Als uw arts een lumbale punctie voor u bestelt, doet hij dit op basis van uw symptomen. Iets heeft hem ertoe gebracht te geloven dat je een ziekte of aandoening in je hersenen of wervelkolom hebt. Een onderzoek van het hersenvocht (CSF) onthult voldoende informatie om een diagnose te stellen en een behandelplan uit te voeren.
Anatomie / fysiologie
Een continue membraneuze zak omringt je hersenen en ruggenmerg. CSF vult de ruimte en fungeert als een kussen voor het centrale zenuwstelsel. De gedeelde CSF stroomt tussen de hersenen en het ruggenmerg. Terwijl je andere organen middelen hebben waardoor moleculen er toegang toe kunnen krijgen, zijn je hersenen anders ontworpen. In plaats van openingen of doorlaatbare gebieden voor moleculaire doorgang te hebben, hebben de hersenen zeer nauw versmolten kruispunten die de wanden van zijn bloedvaten vormen. Deze bloed-hersenbarrière zorgt ervoor dat slechts enkele stoffen in uw hersenen kunnen worden opgenomen.
Abnormale bevindingen
Bepaalde moleculen kunnen gemakkelijk door de bloed-hersenbarrière gaan, zoals zuurstof en koolstof. Andere stoffen kunnen niet via de bloedvaten in de hersenen komen. Deze omvatten toxines en medicijnen. Sommige stoffen kunnen doorkomen met behulp van een transporter zoals glucose en aminozuren.

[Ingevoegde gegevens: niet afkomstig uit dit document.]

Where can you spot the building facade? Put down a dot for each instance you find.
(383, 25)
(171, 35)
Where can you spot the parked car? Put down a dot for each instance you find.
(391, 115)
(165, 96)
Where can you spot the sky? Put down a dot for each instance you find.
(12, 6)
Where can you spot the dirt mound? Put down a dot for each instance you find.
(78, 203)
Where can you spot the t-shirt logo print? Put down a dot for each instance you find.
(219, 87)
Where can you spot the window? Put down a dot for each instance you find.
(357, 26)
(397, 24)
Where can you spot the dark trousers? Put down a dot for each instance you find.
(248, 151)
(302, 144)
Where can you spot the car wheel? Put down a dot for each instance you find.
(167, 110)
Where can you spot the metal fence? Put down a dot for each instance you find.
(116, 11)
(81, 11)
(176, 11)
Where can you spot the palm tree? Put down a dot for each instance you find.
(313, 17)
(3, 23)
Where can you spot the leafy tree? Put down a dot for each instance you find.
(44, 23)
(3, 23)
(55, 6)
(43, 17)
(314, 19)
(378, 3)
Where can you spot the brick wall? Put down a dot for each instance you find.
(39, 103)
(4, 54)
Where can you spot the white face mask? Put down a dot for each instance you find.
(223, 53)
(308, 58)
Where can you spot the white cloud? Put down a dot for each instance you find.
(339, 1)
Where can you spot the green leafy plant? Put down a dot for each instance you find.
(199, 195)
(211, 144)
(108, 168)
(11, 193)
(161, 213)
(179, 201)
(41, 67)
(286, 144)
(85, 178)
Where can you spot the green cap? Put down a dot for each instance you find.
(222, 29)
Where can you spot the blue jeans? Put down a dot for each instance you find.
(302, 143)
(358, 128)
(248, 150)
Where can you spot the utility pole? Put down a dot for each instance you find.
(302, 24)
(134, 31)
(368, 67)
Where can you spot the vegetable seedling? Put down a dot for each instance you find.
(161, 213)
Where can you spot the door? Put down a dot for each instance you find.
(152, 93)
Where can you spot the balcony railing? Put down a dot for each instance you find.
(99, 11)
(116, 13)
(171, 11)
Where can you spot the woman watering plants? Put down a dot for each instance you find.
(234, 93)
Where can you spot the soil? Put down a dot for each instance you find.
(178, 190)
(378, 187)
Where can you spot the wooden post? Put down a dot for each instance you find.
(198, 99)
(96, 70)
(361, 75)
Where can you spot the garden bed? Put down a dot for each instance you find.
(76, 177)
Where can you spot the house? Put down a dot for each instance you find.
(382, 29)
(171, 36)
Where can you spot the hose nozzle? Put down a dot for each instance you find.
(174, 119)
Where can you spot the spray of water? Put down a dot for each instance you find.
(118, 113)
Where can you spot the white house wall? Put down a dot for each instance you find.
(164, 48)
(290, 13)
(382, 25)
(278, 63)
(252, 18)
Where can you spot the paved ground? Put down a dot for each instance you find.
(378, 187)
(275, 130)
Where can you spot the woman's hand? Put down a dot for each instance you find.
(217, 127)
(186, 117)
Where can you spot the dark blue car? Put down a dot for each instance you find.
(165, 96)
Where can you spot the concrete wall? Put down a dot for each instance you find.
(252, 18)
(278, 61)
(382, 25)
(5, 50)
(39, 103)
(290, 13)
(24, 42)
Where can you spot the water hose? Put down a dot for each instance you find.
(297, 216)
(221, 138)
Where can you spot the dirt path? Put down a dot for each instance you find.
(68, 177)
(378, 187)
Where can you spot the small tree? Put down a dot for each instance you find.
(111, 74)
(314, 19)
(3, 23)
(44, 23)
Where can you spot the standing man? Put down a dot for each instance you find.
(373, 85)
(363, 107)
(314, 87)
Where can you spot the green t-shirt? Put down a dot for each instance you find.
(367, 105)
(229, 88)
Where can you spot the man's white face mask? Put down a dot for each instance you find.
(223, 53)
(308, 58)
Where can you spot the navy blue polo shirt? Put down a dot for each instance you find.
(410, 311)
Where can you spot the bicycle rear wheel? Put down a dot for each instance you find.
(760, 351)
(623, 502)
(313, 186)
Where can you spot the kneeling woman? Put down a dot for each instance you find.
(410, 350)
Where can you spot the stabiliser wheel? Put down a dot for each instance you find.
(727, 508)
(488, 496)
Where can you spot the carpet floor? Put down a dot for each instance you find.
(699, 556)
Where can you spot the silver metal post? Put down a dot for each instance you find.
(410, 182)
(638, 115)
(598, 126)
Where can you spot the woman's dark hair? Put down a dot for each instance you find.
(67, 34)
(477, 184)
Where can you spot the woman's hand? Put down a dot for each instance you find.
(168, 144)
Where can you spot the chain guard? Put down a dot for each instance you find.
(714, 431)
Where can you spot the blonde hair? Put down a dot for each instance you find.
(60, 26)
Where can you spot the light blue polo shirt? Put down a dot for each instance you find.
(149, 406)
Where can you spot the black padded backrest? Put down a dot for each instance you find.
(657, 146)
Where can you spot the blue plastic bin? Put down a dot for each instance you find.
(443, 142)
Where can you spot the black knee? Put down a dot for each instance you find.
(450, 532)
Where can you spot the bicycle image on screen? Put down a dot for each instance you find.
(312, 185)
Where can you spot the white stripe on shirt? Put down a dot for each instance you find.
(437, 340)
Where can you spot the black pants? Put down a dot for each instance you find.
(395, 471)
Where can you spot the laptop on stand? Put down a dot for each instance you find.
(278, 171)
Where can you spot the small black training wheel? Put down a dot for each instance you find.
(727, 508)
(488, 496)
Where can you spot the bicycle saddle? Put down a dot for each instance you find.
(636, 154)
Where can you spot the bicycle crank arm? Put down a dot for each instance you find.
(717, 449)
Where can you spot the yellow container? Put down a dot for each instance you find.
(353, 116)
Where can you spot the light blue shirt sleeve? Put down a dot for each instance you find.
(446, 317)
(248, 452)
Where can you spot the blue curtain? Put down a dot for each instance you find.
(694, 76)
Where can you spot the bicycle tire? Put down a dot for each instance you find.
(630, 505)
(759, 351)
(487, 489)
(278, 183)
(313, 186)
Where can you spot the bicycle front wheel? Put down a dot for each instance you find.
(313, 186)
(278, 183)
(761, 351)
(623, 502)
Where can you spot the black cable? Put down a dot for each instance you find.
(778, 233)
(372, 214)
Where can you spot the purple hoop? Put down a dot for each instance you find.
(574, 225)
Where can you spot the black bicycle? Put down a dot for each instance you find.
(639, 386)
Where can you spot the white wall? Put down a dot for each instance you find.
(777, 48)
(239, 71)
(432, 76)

Een lumbale punctie en daaropvolgende studie van uw CSF onthullen of moleculen, die normaal gesproken de bloed-hersenbarrière niet kunnen passeren, toegang hebben gekregen. Eiwit, een groot molecuul dat bestaat uit vele aminozuren, kan niet passen door de nauwe knooppunten van de bloedsomloop van de hersenen. Wanneer het in het CSF wordt ontdekt, betekent eiwit bepaalde voorwaarden.
Differentiële diagnose
Het feit dat hoge niveaus van eiwit in het CSF bestaan, leidt ertoe dat een medicijn of een abnormale toestand ervoor heeft gezorgd dat de bloed-hersenbarrière doorlatend is geworden. De normale totale eiwitwaarde in de CSF varieert van 15 tot 45 mg / dL. Vloeistofkleur, druk, de hoeveelheid en het type witte bloedcellen en het glucosegehalte geven de arts verdere aanwijzingen. De bevindingen, samen met uw symptomen, beperken de lijst met diagnoses. Een hoog proteïnegehalte in het CSF kan volgens de American Academy of Family Physicians bacteriële of aseptische meningitis, hersentumor, hersenabces, multiple sclerose, bloeding, epilepsie, alcoholisme of neurosyfilis vertegenwoordigen.
Een diagnose stellen
Het hoge eiwitgehalte in uw CSF betekent dat er een verschil bestaat. Het is geen ziekte op zichzelf. In plaats daarvan zal uw arts met veel andere factoren rekening moeten houden voordat hij de diagnose stelt. Als u een hoog aantal witte bloedcellen heeft, zal zij overwegen of u een bacteriële infectie of een abces heeft. Bij afwezigheid van een hoog aantal witte bloedcellen, kan ze een hersenscan bestellen om te controleren op een tumor of bloeding. Andere tests kunnen nodig zijn om MS, epilepsie en syfilis uit te sluiten. De verhoging van eiwit vertegenwoordigt een aspect van een ingewikkeld proces dat uw arts gebruikt om de diagnose te stellen.